AMD Threadripper 9000 is taking a victory lap to drive home its dominance over Intel and to prove the HEDT market belongs entirely to AMD. You might look at a range of Threadripper prices that start around £1,350 and then head up to £2,250 and arrive at £4,500 and say to yourself, ‘woot, that's too strong for my blood' and AMD would reply, ‘no problem, Ryzen 9 can be bought for less than £400'.
On the other hand, if you decide you need the biggest and the best (and can live with a CPU power draw of 350W) you need to select your CPU carefully. Clearly these Threadrippers make little sense for gamers but they also bring marginal benefit if you are working with Adobe Premiere or Handbrake. Our advice is to carefully consider the software you use and to ponder the trade-off between core count and clock speed. We can see the use case for the 32-core 9970X but struggle to see who might benefit from the 64-core 9980X.
You can buy Threadripper 9980X for £4,480 inc VAT, while Threadripper 9970X will cost £2,240 inc VAT.
AMD Threadripper 9980X
Pros
- Excellent performance and a useful improvement over Zen 4 7980X.
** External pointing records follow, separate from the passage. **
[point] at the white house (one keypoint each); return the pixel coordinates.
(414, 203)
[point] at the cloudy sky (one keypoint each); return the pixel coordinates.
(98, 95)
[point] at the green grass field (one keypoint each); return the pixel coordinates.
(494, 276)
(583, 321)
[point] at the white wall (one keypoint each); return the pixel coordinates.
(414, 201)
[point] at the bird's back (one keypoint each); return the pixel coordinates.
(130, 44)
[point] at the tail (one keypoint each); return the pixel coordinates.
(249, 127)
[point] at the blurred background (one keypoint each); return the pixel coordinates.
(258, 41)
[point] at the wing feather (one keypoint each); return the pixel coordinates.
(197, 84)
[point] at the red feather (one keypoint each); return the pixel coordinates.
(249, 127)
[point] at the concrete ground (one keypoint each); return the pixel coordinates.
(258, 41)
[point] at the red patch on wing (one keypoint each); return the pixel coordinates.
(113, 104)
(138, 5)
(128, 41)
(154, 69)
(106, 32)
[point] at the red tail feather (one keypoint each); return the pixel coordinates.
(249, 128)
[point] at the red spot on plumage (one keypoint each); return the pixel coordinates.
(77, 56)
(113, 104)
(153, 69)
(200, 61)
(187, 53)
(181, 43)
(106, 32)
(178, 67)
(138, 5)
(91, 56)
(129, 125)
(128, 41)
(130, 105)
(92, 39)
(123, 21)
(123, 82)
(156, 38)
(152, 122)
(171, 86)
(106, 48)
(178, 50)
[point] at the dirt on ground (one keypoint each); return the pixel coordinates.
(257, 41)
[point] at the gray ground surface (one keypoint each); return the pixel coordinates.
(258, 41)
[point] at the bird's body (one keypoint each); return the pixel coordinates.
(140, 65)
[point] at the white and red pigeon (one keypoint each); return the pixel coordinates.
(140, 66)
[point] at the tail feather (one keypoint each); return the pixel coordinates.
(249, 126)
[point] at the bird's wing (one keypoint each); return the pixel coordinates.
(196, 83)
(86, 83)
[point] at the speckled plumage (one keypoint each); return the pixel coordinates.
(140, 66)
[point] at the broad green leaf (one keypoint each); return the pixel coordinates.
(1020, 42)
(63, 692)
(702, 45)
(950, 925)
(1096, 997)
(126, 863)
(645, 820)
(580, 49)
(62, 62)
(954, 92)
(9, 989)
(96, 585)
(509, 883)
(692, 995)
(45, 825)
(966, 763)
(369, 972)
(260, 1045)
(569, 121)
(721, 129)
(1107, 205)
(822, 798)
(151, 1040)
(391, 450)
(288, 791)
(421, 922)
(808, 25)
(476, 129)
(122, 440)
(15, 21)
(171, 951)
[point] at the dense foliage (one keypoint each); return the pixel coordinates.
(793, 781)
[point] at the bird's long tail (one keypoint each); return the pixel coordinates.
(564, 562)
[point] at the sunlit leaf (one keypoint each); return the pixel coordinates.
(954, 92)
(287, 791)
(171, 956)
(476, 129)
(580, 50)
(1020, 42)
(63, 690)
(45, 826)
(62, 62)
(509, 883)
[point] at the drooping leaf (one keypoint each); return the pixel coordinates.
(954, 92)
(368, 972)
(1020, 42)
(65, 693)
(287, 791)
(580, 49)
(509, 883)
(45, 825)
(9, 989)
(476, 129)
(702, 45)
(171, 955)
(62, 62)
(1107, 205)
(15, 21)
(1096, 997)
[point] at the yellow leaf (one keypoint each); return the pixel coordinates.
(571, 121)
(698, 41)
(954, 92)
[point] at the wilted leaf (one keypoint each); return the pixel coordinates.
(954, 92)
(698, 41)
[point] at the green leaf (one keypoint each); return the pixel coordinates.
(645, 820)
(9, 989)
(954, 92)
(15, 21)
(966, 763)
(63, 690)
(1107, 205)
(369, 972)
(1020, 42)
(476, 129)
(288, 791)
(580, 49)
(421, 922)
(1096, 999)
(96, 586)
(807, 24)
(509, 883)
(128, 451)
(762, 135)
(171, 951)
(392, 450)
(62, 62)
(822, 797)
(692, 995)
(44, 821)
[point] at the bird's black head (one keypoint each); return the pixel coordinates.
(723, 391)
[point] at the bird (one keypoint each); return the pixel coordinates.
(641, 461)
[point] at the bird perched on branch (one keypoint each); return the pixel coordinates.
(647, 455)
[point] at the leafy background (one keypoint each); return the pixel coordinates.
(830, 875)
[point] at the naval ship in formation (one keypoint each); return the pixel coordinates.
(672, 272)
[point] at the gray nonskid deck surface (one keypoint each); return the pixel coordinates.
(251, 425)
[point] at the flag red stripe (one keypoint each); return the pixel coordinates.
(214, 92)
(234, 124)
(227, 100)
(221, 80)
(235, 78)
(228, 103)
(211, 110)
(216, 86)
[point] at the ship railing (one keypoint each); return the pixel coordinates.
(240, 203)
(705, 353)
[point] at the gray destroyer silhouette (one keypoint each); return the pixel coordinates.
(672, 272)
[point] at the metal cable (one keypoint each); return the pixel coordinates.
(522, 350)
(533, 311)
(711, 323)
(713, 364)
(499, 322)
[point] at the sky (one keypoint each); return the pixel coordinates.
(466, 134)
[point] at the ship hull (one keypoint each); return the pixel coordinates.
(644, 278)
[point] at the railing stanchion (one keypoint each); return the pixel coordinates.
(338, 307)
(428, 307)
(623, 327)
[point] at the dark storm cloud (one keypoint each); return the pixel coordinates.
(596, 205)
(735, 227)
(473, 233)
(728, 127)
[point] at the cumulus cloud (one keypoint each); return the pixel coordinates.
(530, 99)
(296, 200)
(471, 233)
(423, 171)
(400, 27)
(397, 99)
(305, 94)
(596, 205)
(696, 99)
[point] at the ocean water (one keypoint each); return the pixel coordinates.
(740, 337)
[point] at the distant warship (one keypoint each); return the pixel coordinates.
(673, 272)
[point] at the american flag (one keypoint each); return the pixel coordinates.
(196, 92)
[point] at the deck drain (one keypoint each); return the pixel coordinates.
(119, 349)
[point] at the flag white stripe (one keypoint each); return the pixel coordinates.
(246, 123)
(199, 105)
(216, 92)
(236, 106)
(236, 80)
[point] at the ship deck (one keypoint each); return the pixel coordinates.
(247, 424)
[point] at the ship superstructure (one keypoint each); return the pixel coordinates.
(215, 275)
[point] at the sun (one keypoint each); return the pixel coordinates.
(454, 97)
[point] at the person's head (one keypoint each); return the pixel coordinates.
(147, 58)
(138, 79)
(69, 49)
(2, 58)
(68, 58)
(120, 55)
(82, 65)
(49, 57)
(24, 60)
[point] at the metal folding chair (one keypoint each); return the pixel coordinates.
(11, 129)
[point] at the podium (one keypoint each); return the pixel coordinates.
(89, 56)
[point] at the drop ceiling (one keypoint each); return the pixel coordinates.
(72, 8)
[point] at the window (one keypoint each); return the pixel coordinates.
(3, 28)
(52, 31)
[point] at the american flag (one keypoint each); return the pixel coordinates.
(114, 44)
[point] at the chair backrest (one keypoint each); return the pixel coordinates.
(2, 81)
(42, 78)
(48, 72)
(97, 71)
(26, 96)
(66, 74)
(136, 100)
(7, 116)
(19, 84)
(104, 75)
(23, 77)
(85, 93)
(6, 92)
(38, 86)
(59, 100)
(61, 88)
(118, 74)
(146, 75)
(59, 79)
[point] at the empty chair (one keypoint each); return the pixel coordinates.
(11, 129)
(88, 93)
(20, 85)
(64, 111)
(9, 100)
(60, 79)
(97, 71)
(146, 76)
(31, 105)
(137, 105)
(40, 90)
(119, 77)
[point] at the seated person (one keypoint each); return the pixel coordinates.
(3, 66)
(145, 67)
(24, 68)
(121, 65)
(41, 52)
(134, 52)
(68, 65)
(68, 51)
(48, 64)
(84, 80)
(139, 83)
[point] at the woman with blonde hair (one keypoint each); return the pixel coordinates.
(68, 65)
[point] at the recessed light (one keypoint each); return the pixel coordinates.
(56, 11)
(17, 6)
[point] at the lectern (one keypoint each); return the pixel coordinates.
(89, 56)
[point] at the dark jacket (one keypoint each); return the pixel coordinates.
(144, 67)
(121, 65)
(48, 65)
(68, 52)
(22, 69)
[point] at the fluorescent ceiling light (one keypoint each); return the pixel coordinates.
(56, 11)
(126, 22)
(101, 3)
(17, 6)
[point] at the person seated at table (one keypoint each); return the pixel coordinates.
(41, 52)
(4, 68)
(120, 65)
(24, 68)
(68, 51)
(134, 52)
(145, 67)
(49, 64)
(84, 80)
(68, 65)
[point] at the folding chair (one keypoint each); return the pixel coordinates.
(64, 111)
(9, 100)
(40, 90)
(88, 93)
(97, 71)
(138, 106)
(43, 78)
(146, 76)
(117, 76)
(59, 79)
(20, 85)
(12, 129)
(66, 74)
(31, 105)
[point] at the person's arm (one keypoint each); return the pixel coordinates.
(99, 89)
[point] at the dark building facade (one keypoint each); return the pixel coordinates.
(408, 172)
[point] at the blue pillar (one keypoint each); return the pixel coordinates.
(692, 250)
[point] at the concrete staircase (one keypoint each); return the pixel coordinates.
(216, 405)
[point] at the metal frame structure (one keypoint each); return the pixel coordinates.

- Easy to cool at 80 degrees C despite 350W power draw.
- Good motherboard and driver support.
Cons:
- High system cost.
- Check your software will benefit from anything like 64 cores.
- Clock speed is held back by the massive core count.
AMD Threadripper 9970X
Pros:
- Impressive performance and useful levels of boost in short workloads.
- Faster memory delivers a small benefit when the clocks speeds are high.
- The huge CPU is easy to cool despite the high power draw.
Cons:
- The 9970X is significantly cheaper than 9980X but you still need a high end motherboard, memory and GPU.
- High power draw makes air con a necessity.
KitGuru says: Zen 5 Threadripper 9000 has landed and it delivers a useful increase in IPC and memory speed.